На помощь законодателю часто приходит Пленум Верховного Суда РФ, давая своё толкование уголовно-правовым нормам.

Однако, истолковывая нормы, допускающие различное их понимание, Пленум Верховного Суда РФ часто не без оснований идёт на риск заслужить упрёк в выполнении не свойственных ему нормотворческих функций.

Несомненно, принятый в 1996 г. Уголовный кодекс Российской Федерации, отличается от предыдущих российских уголовных кодексов более высоким уровнем законодательной техники. Он выдерживает самое критическое сопоставление с новейшими уголовными кодексами зарубежных стран. Вместе с тем имеются и причины, диктующие необходимость совершенствования Кодекса.

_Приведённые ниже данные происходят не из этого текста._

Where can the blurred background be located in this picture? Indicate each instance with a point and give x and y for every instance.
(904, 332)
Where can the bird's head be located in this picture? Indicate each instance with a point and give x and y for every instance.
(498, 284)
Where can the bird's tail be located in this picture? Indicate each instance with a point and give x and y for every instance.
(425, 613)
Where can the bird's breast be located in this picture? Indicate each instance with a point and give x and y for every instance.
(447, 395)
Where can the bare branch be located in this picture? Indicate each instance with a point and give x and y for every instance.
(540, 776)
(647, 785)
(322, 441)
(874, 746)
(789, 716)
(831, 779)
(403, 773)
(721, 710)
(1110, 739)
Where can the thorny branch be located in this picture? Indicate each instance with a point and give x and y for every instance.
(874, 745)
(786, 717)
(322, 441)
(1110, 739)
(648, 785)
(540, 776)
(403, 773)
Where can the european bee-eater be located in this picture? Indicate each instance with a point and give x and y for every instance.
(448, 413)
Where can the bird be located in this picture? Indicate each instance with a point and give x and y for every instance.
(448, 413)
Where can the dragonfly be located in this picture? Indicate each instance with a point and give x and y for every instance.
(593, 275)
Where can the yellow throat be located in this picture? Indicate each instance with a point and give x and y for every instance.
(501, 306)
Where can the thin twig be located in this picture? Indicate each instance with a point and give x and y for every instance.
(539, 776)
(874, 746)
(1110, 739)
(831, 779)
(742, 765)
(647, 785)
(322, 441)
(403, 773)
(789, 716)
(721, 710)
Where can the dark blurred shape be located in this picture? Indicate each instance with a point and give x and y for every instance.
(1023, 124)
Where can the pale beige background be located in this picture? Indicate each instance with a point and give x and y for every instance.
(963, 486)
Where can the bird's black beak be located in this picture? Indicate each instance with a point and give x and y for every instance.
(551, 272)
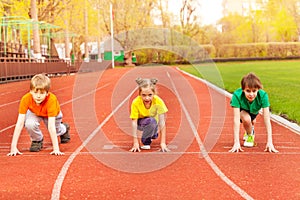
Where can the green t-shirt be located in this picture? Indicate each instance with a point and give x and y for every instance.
(239, 100)
(138, 109)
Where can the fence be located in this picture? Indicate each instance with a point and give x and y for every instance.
(14, 69)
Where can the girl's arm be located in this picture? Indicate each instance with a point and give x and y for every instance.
(19, 126)
(136, 145)
(162, 127)
(53, 136)
(236, 131)
(269, 147)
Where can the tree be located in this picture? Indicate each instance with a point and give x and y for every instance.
(36, 35)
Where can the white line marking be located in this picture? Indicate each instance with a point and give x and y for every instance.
(214, 167)
(62, 104)
(279, 120)
(58, 183)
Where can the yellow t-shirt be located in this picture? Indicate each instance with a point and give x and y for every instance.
(138, 109)
(48, 108)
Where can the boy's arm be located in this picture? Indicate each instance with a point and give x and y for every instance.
(19, 126)
(163, 130)
(136, 146)
(53, 136)
(269, 147)
(236, 131)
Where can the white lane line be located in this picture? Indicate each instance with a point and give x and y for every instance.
(62, 104)
(59, 181)
(204, 153)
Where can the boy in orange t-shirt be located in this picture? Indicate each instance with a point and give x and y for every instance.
(40, 105)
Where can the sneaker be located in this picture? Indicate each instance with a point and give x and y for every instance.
(65, 138)
(246, 135)
(36, 146)
(249, 142)
(146, 147)
(154, 136)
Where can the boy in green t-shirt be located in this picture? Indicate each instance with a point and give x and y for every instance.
(247, 102)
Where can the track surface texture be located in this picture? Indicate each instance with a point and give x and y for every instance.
(98, 165)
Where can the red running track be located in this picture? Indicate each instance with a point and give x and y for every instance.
(97, 164)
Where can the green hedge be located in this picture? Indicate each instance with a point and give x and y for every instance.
(252, 50)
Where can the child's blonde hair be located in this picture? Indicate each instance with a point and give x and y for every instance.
(145, 82)
(251, 81)
(40, 82)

Самая общая претензия, как нам кажется, должна касаться не содержания кодекса, а порядка его принятия и подготовки проектов федеральных законов о внесении изменений и дополнений в Уголовный кодекс.

Практика показывает, что имеющийся в стране научный потенциал юристов в работе по совершенствованию уголовного законодательства используется недостаточно.

Многих ошибок, потребовавших срочного исправления, можно было бы избежать при рачительном отношении к накопленному опыту и знаниям известных учёных и практиков страны.

Среди юристов уже длительное время обсуждается вопрос о необходимости Федерального закона Российской Федерации, регламентирующего процедуру подготовки и принятия законов [1]. Отсутствие обязательного регламента, обеспечивающего высокий уровень правовой экспертизы, приводит к принятию законов с серьёзными ошибками.

Государственная Дума, признав необходимость правовой экспертизы предложений по совершенствованию Уголовного кодекса, пошла на беспрецедентный шаг. В законе «О введении в действие Уголовного кодекса Российской Федерации» от 13 июня 1996 г. было сформулировано правило, согласно которому «Проекты федеральных законов о внесении изменений и дополнений в Уголовный Кодекс Российской Федерации могут быть внесены в Государственную Думу Федерального Собрания Российской Федерации только при наличии официальных отзывов Правительства Российской Федерации и Верховного Суда Российской Федерации».

Необычность этой меры состоит в том, что согласно ч. 3 ст. 104 Конституции Российской Федерации особый порядок внесения законопроектов в Государственную Думу установлен лишь для законопроектов о введении или отмене налогов, освобождении от их уплаты, о выпуске государственных займов, об изменении финансовых обязательств государства, а также для других законопроектов, предусматривающих расходы, покрываемые за счёт федерального бюджета.

Во всех этих случаях для внесения законопроекта в Государственную Думу требуется заключение Правительства Российской Федерации. Желание Федерального Собрания заручиться по проектам законов о внесении изменений и дополнений в Уголовный кодекс, заключением не только Правительства РФ, но и Верховного Суда РФ объяснимо. Однако, как показывает практика, на качестве принимаемых уголовных законов, это вряд ли сказалось.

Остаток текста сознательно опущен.